Nipper is an anthropology student trying to take full advantage of the university’s resources after an almost half-century hiatus.
He was born in Oregon but grew up in Van Nuys, Calif. He briefly attended Los Angeles Valley College after high school, but was drafted to the U.S. Army in 1968 because he left school.
“Nothing will give you a sense of the value of education like being in the military,” Nipper said.
Luckily, he was never called to Vietnam and left the army in 1970 to continue his education, he said.
After returning to Los Angeles Valley College for a couple of years, he transferred to UCLA.
After leaving UCLA in 1973, Nipper worked by making miniature clapperboards – wooden devices used in film to mark takes and scenes – as souvenirs for the Hollywood industry, he said.
“Just like pictures of Marilyn (Monroe) or Elvis (Presley), clapperboards sold,” said Nipper, who made a living off of the souvenirs for almost 15 years.
For decades afterward, Nipper worked a variety of jobs, realizing that he needed to find a more solid source of income.
“After getting kicked out of school and thinking I’d get rich anyway … after 15 years nothing really happened,” Nipper said.
He worked as a projectionist in the entertainment industry, did field technician work and worked for eight years at Sony Corp. before his position was filled by someone else.
“The way the job market was … I thought I better get a degree,” Nipper said.
After attending a local community college for two years, he applied to only one school – UCLA – where he got in for fall of 2012.
John Vento, a UCLA alumnus and one of Nipper’s political science professors at Antelope Valley College, encouraged him to apply to the university.
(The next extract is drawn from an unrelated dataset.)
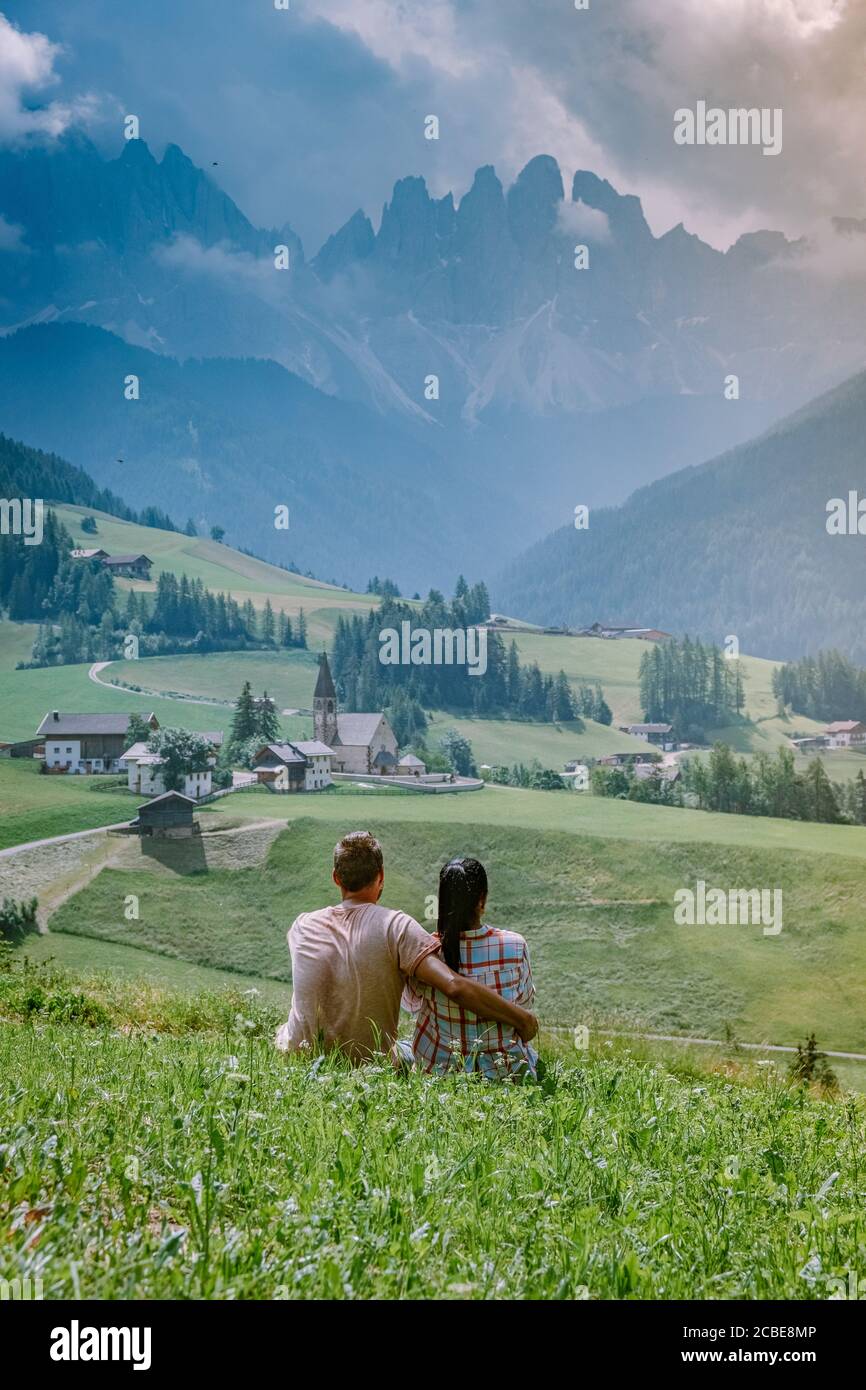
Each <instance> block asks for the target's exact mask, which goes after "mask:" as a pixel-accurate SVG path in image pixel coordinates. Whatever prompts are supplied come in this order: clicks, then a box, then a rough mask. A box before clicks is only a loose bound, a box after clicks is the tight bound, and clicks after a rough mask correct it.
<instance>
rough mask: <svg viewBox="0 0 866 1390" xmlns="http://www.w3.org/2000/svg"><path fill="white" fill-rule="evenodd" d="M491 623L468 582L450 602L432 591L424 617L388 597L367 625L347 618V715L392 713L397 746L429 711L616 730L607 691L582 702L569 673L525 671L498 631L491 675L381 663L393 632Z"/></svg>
mask: <svg viewBox="0 0 866 1390" xmlns="http://www.w3.org/2000/svg"><path fill="white" fill-rule="evenodd" d="M379 587H382V585H379ZM488 616H489V596H488V592H487V587H485V585H484V584H477V585H474V587H471V588H470V585H468V584H467V582H466V580H463V578H460V580H459V581H457V585H456V589H455V596H453V599H452V600H450V602H449V600H446V599H445V596H443V595H442V594H441V592H439V591H438V589H431V591H430V594H428V596H427V599H425V600H424V603H423V606H421V607H420V609H417V607H413V606H410V605H409V603H406V602H400V600H399V599H398V598H393V596H388V598H384V599H382V603H381V606H379V607H378V609H374V610H373V612H371V613H368V614H367V617H360V616H357V614H353V616H352V617H349V619H346V617H342V616H341V617H339V619H338V623H336V631H335V635H334V648H332V660H331V664H332V671H334V682H335V687H336V692H338V698H339V702H341V708H342V709H345V710H367V709H382V710H385V712H386V713H388V714H389V719H391V720H392V724H393V728H395V733H396V734H398V738H400V733H403V734H405V735H406V738H405V741H406V742H410V741H411V738H414V737H421V735H423V733H424V728H425V723H427V721H425V717H424V710H425V709H448V710H455V712H461V713H473V714H477V716H496V714H509V716H510V717H513V719H527V720H548V721H553V720H556V721H580V716H581V713H585V714H587V716H589V717H592V719H596V717H601V719H602V721H606V723H610V717H612V716H610V710H609V708H607V705H606V702H605V698H603V694H602V691H601V687H596V688H595V689H592V688H589V687H582V689H581V692H580V694H578V695H577V698H575V696H574V694H573V691H571V685H570V684H569V678H567V676H566V673H564V671H562V670H560V671H559V674H557V676H544V674H542V671H541V670H539V667H538V663H537V662H532V663H531V664H523V663H521V660H520V656H518V652H517V644H516V642H513V641H512V644H510V646H509V648H507V649H506V645H505V642H503V639H502V635H500V634H499V632H496V631H492V630H488V631H487V670H485V671H484V674H475V676H473V674H470V670H471V667H470V666H468V664H457V663H455V664H450V666H449V664H445V663H442V664H435V663H432V662H427V663H424V664H418V666H414V664H409V663H406V664H385V663H382V662H381V659H379V653H381V634H382V631H384V630H386V628H393V630H395V631H398V632H399V631H400V624H402V623H409V624H410V628H411V631H413V632H414V631H418V630H424V631H427V632H432V631H435V630H441V631H448V630H450V631H460V630H463V631H466V630H467V628H471V627H477V626H478V624H481V623H484V621H487V619H488ZM392 716H393V717H392ZM398 724H399V726H400V728H399V730H398Z"/></svg>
“(Nipper) was a real pleasure to have in my class,” said Vento, who graduated from UCLA with a bachelor’s degree in political science in 1993. “He seemed really proud of his opportunity to go back to school and being able to pursue (his education).”
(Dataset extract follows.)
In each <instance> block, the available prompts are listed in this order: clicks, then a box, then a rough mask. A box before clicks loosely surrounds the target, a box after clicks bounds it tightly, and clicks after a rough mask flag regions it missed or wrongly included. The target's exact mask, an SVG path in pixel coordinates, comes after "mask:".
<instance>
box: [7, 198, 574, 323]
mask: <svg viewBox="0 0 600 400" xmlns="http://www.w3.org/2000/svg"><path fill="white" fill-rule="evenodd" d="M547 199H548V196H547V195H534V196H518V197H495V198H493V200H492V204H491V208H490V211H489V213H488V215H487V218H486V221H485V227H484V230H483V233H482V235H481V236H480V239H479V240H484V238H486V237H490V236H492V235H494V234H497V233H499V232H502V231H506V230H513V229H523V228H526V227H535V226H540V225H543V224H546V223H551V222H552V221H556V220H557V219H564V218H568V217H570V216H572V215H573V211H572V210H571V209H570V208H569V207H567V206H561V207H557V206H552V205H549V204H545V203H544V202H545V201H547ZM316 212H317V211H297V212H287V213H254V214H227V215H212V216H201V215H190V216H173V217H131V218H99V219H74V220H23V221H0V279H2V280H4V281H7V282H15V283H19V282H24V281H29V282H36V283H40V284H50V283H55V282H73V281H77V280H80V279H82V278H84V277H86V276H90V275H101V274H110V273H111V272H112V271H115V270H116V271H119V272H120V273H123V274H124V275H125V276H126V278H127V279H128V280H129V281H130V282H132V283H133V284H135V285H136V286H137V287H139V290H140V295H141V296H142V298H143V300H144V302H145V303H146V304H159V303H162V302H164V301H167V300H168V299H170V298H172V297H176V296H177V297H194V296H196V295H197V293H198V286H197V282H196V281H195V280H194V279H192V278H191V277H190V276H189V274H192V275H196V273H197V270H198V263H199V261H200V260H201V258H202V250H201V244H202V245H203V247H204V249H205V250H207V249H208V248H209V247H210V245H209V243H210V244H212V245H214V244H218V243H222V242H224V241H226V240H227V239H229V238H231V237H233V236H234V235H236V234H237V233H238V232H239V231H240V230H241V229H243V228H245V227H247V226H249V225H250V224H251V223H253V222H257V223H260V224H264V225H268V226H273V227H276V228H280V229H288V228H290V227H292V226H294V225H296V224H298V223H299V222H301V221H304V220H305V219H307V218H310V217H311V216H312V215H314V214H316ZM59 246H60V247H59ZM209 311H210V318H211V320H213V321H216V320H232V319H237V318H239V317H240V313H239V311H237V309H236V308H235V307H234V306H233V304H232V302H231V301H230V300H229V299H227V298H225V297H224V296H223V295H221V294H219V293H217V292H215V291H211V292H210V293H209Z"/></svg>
Vento said Nipper was one of the students most comfortable with speaking about politics in class.
“Most students are 18 to 20 (years old) and haven’t been directly affected by the government yet,” Vento said. “(Nipper) was drafted. … Being able to share those stories in class would be how we could connect.”
Nipper would stay after class and talk with Vento about a particular election, local government issues or even UCLA football games.
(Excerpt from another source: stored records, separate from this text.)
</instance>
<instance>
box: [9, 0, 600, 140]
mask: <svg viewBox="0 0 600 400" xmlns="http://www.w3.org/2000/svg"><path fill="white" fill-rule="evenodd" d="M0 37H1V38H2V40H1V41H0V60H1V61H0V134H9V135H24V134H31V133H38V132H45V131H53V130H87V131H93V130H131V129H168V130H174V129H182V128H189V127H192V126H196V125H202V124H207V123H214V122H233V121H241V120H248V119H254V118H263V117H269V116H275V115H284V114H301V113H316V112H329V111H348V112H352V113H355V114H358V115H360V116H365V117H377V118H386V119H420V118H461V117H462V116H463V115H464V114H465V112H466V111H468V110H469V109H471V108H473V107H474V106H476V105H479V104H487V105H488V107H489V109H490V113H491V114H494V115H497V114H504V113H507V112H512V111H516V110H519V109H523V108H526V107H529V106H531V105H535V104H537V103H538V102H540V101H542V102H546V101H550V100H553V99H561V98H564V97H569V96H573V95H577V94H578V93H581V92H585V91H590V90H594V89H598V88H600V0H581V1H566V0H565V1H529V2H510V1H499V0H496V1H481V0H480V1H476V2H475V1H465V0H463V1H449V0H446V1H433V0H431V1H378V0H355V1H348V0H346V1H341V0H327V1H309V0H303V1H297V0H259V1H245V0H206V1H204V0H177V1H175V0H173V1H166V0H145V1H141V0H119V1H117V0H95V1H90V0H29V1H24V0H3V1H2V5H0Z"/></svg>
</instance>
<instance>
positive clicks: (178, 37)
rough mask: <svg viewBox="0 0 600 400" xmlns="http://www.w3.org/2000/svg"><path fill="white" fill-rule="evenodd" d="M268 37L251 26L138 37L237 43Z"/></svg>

“I always give (students) extra points if they can remember (UCLA football game) points and such – he really liked that,” Vento added with a laugh.
When he was accepted to UCLA, Nipper emailed Vento excitedly, Vento said.
“Because I wasn’t taking (UCLA) too seriously (the first time), I sort of had a negative feeling about it,” Nipper said. “Just the feeling of getting back here is so fulfilling for me.”
He started off his second time at UCLA with a negative grade point average, he said. But now, he has to complete only two more quarters to graduate with a bachelor’s degree in anthropology.
“I’m just so happy I can pass a college-level course,” Nipper said, with a laugh.
Nipper currently lives on a 20-acre home at the base of the Tehachapi Mountains with his 34-year-old son Will, and he commutes to campus twice a week for class. He said he wakes up at 3:30 a.m. on the days he commutes in order to get to campus by 6 a.m.
Before class, he swims at the North Pool on campus and goes for breakfast at Covel Commons Residential Restaurant.
He said he is trying to take advantage of everything the school has to offer this time around.
After graduation next year, Nipper is not sure what he wants to do. He said he may want to pursue something in anthropology or return to field technician work, this time with a degree.
“At 65, I’m not sure if I really want a job, but I really feel like I’m getting a bigger picture,” Nipper said. “Geez, after two more quarters, I’ll probably miss the place.”